SUATU SORE PADA HUJAN YANG SAMA TURUNNYA

Kategori: Puisi,Sastra | Dilihat: 0 Kali
Harga: -
Tambah ke Wishlist

Pemesanan Juga dapat melalui :

Whatsapp SMS Telp
Kode Produk:

Stok: 1

Berat: 1 Kg

Sejak: 27-10-2022

Detail Produk

SUATU SORE PADA HUJAN YANG SAMA TURUNNYA

Buku puisi IRIANI R TANDY

Cetakan Pertama, Juni 2018

 

 ISBN:  978-602-6447-57-9

IRIANI R TANDY HIDUP SAMPAI CINTA SENJA

Pengantar Eka Budianta

Memanggil embun

dan mawar-mawar gunung

mereguk degup nadi yang bergegas

melipat gelombang

 

Menulis puisi adalah kegiatan spontan dan sesaat.
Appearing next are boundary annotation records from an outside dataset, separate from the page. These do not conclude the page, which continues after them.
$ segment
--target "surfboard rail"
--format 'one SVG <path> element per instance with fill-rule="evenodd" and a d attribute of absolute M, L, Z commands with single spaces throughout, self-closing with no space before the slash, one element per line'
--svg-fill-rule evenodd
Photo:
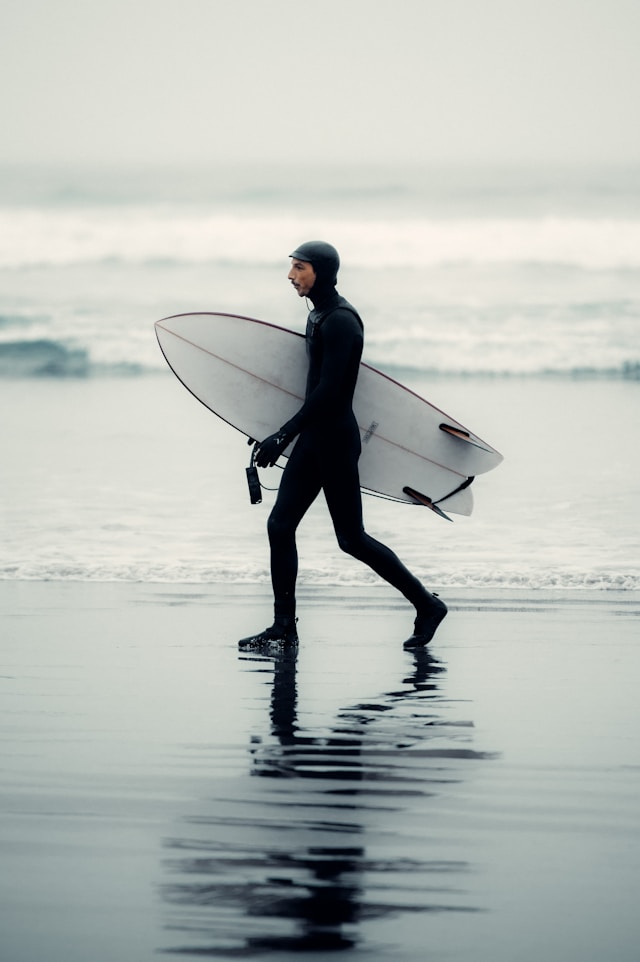
<path fill-rule="evenodd" d="M 200 312 L 162 318 L 155 332 L 178 380 L 248 438 L 267 437 L 303 403 L 308 361 L 305 336 L 298 331 L 241 314 Z M 437 508 L 448 499 L 447 511 L 471 514 L 468 486 L 502 461 L 499 452 L 366 362 L 353 407 L 363 491 L 425 505 L 448 520 Z"/>

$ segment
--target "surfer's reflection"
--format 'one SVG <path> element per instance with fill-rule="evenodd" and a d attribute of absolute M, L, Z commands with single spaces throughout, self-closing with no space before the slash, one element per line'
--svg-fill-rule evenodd
<path fill-rule="evenodd" d="M 170 928 L 198 943 L 169 951 L 345 949 L 371 920 L 474 910 L 457 881 L 466 862 L 427 857 L 423 825 L 429 796 L 462 781 L 459 760 L 483 756 L 452 746 L 468 742 L 470 723 L 442 717 L 443 666 L 426 649 L 413 659 L 396 690 L 320 733 L 299 721 L 296 658 L 247 660 L 273 666 L 269 731 L 252 739 L 254 778 L 167 843 Z"/>

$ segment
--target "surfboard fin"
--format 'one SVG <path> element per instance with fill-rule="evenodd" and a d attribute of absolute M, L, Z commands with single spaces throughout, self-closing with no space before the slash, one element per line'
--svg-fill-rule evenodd
<path fill-rule="evenodd" d="M 453 424 L 441 424 L 440 430 L 444 431 L 452 438 L 458 438 L 459 441 L 466 441 L 467 444 L 472 444 L 474 448 L 480 448 L 481 451 L 488 451 L 491 453 L 491 448 L 486 447 L 484 444 L 480 444 L 475 438 L 472 438 L 468 431 L 463 430 L 463 428 L 457 428 Z"/>
<path fill-rule="evenodd" d="M 450 518 L 448 514 L 445 514 L 442 508 L 439 508 L 434 501 L 426 494 L 421 494 L 420 491 L 416 491 L 414 488 L 405 487 L 402 489 L 405 494 L 408 494 L 410 498 L 413 498 L 417 504 L 423 504 L 425 508 L 431 508 L 436 514 L 439 514 L 441 518 L 445 521 L 451 521 L 453 523 L 453 518 Z"/>

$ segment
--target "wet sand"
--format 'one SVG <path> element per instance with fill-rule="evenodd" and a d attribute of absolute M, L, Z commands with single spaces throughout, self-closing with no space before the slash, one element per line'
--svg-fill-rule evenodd
<path fill-rule="evenodd" d="M 635 962 L 640 598 L 0 584 L 7 962 Z"/>

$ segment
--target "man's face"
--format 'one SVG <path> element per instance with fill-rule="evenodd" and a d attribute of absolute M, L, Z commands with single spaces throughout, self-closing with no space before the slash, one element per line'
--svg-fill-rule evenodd
<path fill-rule="evenodd" d="M 316 272 L 309 261 L 299 261 L 293 257 L 287 278 L 297 290 L 298 297 L 306 297 L 316 282 Z"/>

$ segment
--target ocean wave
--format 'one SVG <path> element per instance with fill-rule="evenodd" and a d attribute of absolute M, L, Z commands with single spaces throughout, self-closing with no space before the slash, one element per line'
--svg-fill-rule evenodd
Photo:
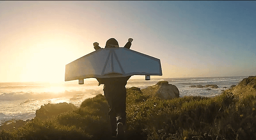
<path fill-rule="evenodd" d="M 24 92 L 22 91 L 18 92 L 4 93 L 0 95 L 0 101 L 13 101 L 18 100 L 35 99 L 50 99 L 58 98 L 60 97 L 72 97 L 75 95 L 79 94 L 86 94 L 91 93 L 102 93 L 102 89 L 85 89 L 81 90 L 65 90 L 63 92 L 54 93 L 53 92 Z"/>

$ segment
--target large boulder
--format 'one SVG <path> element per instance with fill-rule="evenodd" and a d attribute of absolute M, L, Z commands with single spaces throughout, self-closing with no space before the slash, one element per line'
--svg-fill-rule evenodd
<path fill-rule="evenodd" d="M 246 94 L 256 95 L 256 76 L 244 78 L 237 86 L 230 88 L 226 91 L 238 95 L 239 97 Z"/>
<path fill-rule="evenodd" d="M 198 85 L 191 85 L 189 86 L 190 88 L 219 88 L 219 86 L 216 84 L 207 84 L 204 86 L 202 86 L 201 84 Z"/>
<path fill-rule="evenodd" d="M 160 81 L 156 84 L 141 89 L 142 93 L 152 97 L 164 99 L 173 99 L 179 97 L 179 92 L 178 88 L 167 81 Z"/>
<path fill-rule="evenodd" d="M 42 120 L 51 119 L 55 116 L 68 111 L 78 109 L 78 108 L 72 103 L 61 103 L 57 104 L 48 103 L 41 106 L 41 108 L 35 112 L 35 118 Z"/>
<path fill-rule="evenodd" d="M 207 84 L 205 85 L 204 88 L 219 88 L 219 86 L 216 84 Z"/>

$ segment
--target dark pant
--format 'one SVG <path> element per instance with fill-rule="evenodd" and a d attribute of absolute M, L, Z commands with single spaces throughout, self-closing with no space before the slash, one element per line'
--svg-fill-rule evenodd
<path fill-rule="evenodd" d="M 126 121 L 125 84 L 120 83 L 105 84 L 103 90 L 109 106 L 108 114 L 110 119 L 112 134 L 115 136 L 117 123 L 121 122 L 125 125 Z M 118 117 L 117 121 L 116 117 Z"/>

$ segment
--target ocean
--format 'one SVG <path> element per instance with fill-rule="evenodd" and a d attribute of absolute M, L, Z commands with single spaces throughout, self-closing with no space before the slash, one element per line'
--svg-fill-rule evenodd
<path fill-rule="evenodd" d="M 213 97 L 220 94 L 221 90 L 227 89 L 225 87 L 229 88 L 232 85 L 237 85 L 248 77 L 154 78 L 150 80 L 130 78 L 126 88 L 136 86 L 142 89 L 164 80 L 177 87 L 180 97 Z M 189 87 L 199 84 L 216 84 L 219 88 L 208 90 Z M 103 86 L 98 86 L 98 81 L 94 78 L 85 79 L 83 85 L 79 84 L 78 80 L 59 83 L 0 82 L 0 124 L 11 119 L 26 121 L 34 118 L 36 111 L 48 103 L 67 102 L 79 107 L 86 99 L 103 94 Z"/>

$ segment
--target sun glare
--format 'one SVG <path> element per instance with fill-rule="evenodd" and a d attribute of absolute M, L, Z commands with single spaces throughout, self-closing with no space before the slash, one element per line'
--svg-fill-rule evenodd
<path fill-rule="evenodd" d="M 72 57 L 68 45 L 64 41 L 50 41 L 31 47 L 28 50 L 29 60 L 24 68 L 22 81 L 63 81 L 65 65 L 70 61 L 69 57 Z"/>

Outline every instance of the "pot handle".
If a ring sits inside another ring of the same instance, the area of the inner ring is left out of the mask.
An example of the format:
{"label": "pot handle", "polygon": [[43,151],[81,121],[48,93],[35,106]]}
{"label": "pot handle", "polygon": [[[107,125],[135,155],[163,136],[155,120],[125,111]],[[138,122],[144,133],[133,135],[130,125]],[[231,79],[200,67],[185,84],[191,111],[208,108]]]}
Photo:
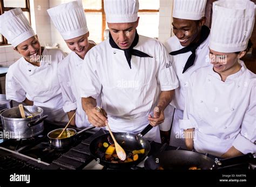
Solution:
{"label": "pot handle", "polygon": [[219,167],[224,167],[228,166],[248,162],[254,159],[253,155],[248,153],[244,155],[238,156],[232,158],[220,159],[217,162]]}
{"label": "pot handle", "polygon": [[6,110],[7,109],[4,109],[0,110],[0,115],[2,115],[2,113],[4,112],[5,110]]}
{"label": "pot handle", "polygon": [[153,128],[153,126],[151,125],[150,124],[147,125],[147,126],[140,133],[138,134],[138,135],[142,137],[143,136],[152,128]]}
{"label": "pot handle", "polygon": [[28,126],[29,127],[31,127],[35,125],[38,125],[39,124],[42,123],[43,120],[44,120],[45,119],[46,119],[48,117],[48,116],[45,115],[45,116],[43,116],[42,118],[38,119],[36,121],[28,123]]}

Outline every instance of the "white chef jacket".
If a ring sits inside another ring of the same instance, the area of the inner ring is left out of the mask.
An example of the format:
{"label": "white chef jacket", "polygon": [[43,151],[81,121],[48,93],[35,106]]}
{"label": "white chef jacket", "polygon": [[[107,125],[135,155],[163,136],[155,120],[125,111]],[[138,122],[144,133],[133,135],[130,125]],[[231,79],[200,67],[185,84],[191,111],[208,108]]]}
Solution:
{"label": "white chef jacket", "polygon": [[256,75],[242,61],[241,69],[223,82],[213,67],[192,74],[180,127],[195,128],[194,147],[220,156],[232,146],[256,152]]}
{"label": "white chef jacket", "polygon": [[[171,104],[176,109],[184,110],[187,83],[192,72],[201,67],[210,65],[208,61],[209,41],[210,35],[206,40],[197,48],[197,57],[194,65],[187,69],[184,74],[182,73],[182,71],[192,52],[188,52],[172,56],[173,58],[173,69],[179,80],[179,88],[175,90],[173,99],[171,102]],[[169,53],[181,49],[184,47],[180,45],[179,39],[175,35],[171,37],[166,42],[165,46]]]}
{"label": "white chef jacket", "polygon": [[[186,94],[187,92],[188,82],[190,78],[191,74],[194,70],[203,67],[210,66],[208,60],[210,41],[210,35],[196,51],[196,58],[194,64],[183,74],[186,62],[191,55],[192,52],[188,52],[186,53],[179,54],[177,55],[173,55],[173,69],[179,80],[179,88],[175,90],[173,99],[171,102],[171,105],[176,109],[172,123],[172,127],[171,132],[171,138],[170,144],[176,147],[180,147],[186,148],[184,139],[183,137],[183,131],[181,130],[179,127],[179,120],[183,119],[183,111],[185,108],[185,100]],[[165,46],[168,52],[172,52],[183,48],[179,39],[176,36],[170,38],[166,41]],[[174,110],[174,109],[173,109]],[[172,117],[172,112],[170,114]]]}
{"label": "white chef jacket", "polygon": [[[87,53],[83,64],[81,97],[101,96],[110,128],[116,132],[140,132],[149,124],[148,115],[153,114],[160,90],[178,87],[172,61],[162,44],[139,35],[133,48],[153,57],[132,55],[130,69],[124,52],[112,48],[106,39]],[[159,127],[147,136],[159,142]]]}
{"label": "white chef jacket", "polygon": [[[90,125],[83,110],[81,97],[78,90],[83,61],[76,53],[72,52],[59,63],[58,68],[58,77],[64,103],[63,110],[65,112],[76,110],[76,126],[78,128]],[[100,103],[98,99],[99,105]]]}
{"label": "white chef jacket", "polygon": [[26,97],[43,109],[44,114],[48,115],[47,120],[66,121],[57,74],[64,53],[59,49],[45,48],[42,55],[39,67],[22,57],[9,67],[5,81],[6,98],[22,102]]}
Sebaliknya, menjadi penyair adalah spontanitas yang dipertahankan dengan setia dan berlangsung terus-menerus.  Buku puisi Iriani R. Tandy ini bisa menjadi contoh bagus. Ia membawa spontanitas dan kegiatan sesaat menjadi kesetiaan dan program abadi. Isinya terbentang selama hampir 40 tahun, dimulai sejak 1979.
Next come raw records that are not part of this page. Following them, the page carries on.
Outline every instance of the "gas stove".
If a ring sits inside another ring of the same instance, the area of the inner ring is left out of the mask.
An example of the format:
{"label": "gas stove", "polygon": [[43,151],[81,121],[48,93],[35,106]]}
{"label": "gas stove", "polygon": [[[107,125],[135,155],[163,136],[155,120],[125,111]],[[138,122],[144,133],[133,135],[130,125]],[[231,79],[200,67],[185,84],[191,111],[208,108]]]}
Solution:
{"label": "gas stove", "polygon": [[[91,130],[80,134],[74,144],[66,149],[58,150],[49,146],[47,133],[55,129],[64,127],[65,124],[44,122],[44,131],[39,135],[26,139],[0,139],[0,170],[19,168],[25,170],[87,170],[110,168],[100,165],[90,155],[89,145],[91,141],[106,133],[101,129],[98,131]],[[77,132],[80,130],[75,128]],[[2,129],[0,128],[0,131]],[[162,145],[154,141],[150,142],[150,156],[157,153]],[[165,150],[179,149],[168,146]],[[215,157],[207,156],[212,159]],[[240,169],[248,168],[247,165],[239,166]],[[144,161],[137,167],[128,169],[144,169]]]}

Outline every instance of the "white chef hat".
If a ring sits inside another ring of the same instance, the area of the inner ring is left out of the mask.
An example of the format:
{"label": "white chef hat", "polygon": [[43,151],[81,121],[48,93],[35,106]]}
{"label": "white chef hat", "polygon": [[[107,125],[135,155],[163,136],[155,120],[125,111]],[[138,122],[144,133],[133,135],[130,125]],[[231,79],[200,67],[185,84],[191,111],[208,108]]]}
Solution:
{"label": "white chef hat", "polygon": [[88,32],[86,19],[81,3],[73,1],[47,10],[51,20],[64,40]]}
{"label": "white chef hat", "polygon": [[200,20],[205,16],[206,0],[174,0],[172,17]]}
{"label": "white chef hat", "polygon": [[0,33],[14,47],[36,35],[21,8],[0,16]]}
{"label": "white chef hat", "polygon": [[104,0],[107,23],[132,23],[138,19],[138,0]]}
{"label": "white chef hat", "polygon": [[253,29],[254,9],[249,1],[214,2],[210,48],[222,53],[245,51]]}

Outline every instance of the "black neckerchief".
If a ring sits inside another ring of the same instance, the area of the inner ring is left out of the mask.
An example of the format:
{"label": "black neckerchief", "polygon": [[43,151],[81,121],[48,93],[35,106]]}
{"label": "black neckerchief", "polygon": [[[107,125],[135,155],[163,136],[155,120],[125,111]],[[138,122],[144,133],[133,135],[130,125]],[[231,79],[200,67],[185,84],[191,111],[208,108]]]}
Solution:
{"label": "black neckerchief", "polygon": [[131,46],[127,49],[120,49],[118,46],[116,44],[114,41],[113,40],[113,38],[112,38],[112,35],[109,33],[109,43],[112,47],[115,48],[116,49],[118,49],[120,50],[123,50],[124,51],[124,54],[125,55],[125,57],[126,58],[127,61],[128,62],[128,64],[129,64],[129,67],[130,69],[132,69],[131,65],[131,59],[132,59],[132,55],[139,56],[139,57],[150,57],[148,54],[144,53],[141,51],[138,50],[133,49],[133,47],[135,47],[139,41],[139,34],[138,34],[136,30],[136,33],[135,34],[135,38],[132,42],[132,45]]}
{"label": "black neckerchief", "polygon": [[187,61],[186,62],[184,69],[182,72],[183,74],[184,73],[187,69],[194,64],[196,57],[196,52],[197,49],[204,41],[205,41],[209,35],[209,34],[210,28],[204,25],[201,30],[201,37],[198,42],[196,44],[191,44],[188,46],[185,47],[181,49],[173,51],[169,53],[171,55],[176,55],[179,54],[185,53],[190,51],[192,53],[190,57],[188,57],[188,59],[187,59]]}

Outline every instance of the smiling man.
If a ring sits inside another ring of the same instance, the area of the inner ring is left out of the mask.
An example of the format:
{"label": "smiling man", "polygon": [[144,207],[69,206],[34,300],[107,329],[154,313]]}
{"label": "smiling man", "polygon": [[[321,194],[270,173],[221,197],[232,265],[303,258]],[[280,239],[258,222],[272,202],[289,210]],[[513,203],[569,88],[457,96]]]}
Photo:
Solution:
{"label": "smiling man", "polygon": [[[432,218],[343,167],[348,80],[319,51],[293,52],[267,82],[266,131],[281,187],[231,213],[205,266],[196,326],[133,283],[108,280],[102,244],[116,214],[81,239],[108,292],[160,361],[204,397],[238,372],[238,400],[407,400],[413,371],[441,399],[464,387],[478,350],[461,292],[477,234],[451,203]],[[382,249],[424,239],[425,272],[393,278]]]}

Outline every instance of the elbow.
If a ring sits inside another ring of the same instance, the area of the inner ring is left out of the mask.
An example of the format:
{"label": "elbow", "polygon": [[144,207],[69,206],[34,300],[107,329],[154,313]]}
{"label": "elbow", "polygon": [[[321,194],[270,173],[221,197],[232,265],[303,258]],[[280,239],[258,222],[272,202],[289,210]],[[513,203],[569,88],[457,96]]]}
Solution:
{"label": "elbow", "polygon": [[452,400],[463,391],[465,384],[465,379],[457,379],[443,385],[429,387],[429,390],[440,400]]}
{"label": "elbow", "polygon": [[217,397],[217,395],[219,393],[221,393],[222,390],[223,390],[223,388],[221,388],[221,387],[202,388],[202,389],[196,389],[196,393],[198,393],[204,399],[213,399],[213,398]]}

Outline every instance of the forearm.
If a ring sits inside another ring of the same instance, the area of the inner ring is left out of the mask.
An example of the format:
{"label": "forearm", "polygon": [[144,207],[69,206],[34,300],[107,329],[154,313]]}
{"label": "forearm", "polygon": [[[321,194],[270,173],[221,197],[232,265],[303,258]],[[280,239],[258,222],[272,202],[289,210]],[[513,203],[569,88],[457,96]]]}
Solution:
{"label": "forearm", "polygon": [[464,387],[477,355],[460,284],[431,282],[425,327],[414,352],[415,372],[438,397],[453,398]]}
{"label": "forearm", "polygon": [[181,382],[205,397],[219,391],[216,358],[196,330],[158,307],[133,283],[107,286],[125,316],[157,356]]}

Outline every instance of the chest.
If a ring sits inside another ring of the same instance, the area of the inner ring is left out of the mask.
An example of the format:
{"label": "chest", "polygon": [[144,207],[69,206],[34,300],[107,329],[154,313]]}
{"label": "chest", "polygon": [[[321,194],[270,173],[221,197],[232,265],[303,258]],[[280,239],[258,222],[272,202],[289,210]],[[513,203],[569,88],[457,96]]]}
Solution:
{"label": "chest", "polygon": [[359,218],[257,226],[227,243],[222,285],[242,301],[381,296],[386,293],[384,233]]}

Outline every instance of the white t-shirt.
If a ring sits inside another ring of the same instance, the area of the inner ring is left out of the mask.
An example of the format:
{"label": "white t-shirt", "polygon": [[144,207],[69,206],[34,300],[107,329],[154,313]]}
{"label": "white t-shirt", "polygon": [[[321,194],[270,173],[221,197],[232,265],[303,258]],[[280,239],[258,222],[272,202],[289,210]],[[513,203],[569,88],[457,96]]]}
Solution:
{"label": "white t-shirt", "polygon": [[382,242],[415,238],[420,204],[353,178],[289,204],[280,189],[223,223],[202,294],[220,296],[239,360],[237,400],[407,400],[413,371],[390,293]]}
Mulai dari pernyataan sederhana: “Bercinta dengan diri  / berbincang dengan jam dan tanggalan hari” hingga puisi Cinta Senja, yang mengawali pembahasan ini. Semua spontan dan merupakan monolog yang komunikatif, memberi celah untuk mengintip kehidupan.  Dari kutipan pembuka itu kita menemukan format yang rapih, jelas dan langsung. Tanpa berbelit-belit Iriani menawarkan romantika hidup beserta bermacam aspeknya.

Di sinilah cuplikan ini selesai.